The conversation then moves to the damages phase of the trial, including injunctive relief. Mark explains why he focused his presentation on injunctive relief, particularly the costs of the actions the counties would have to take to control the opioid crisis over the next 15 years, rather than estimating the damages incurred to date. They discuss the remediation plan Mark first presented, the defendants’ attempts to poke holes in it, and the scaled-down plan Mark ultimately presented to the court.
John and Mark then discuss what the $650.6m judgment for two small counties in one state would mean when extrapolated to the country as a whole. They explore how these enormous numbers have led the pharmacies to re-evaluate their potential national exposure and the effect this has had on their settlement posture in other cases. They also discuss the current state of opioid litigation in general, including the three buckets of plaintiffs (governmental entities affected by the crisis, opt-outs and hospitals and other healthcare institutions) as well as the three buckets of defendants (manufacturers and importers of opiates, opiate distributors, and pharmacies) and where each group currently stands in terms of litigation and settlement.
John then turns the discussion to the arguments the pharmacies will raise on appeal.
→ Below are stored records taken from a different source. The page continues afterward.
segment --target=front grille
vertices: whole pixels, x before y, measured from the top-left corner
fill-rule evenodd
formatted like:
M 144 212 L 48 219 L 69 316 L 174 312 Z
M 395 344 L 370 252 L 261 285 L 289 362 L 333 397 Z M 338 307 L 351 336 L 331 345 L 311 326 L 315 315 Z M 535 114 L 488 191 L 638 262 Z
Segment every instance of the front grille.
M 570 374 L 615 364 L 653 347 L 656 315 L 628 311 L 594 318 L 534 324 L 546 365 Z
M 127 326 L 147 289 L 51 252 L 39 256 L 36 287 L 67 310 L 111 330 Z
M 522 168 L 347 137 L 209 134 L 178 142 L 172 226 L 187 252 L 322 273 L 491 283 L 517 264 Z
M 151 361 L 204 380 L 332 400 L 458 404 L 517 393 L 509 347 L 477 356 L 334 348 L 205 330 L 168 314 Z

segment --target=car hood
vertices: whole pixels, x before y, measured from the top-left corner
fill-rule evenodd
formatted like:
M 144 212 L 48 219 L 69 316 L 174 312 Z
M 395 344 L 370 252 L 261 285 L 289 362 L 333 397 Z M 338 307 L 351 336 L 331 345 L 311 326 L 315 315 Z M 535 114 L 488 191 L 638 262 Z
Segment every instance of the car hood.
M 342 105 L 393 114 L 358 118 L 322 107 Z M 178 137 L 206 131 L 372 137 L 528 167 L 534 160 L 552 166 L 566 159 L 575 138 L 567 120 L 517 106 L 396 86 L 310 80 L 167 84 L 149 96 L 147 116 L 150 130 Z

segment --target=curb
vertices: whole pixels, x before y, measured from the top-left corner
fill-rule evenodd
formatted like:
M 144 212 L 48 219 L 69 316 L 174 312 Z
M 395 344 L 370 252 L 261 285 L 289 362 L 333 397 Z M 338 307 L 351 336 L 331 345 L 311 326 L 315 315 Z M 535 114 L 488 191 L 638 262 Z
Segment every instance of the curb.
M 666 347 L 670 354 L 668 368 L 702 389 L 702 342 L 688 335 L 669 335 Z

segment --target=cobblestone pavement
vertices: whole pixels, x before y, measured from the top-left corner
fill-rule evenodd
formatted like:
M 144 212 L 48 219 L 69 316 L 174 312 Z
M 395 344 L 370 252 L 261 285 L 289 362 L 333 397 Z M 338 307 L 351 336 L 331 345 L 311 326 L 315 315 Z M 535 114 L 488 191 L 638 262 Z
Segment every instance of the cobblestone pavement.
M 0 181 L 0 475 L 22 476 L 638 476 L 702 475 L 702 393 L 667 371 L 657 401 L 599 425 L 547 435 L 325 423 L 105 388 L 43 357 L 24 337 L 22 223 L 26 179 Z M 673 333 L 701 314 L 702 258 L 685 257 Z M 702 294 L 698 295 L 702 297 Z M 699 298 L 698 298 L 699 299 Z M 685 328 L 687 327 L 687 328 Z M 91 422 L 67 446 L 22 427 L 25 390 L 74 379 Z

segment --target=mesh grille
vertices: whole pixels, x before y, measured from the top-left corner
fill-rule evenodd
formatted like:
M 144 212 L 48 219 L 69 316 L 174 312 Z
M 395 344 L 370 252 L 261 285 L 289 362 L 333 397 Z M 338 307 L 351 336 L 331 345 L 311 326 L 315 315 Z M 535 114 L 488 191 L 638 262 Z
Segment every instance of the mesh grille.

Mark explains the pharmacies’ arguments that the case is an unwarranted extension of the law of nuisance, their arguments against the joint and several liabilities, as well as their claim that the jury was tainted by one juror’s alleged misconduct.
Finally, John and Mark discuss some of Mark’s other remarkable trial wins, including the $118m he won in a case that he had earlier offered to resolve for $10,000. This leads to a discussion of how experienced and thoughtful trial lawyers avoid posturing and candidly negotiate the best possible settlements for their clients. They end by discussing Mark’s recent decision to open an office in the United Kingdom, a decision driven by recent changes to mass tort law in the United Kingdom.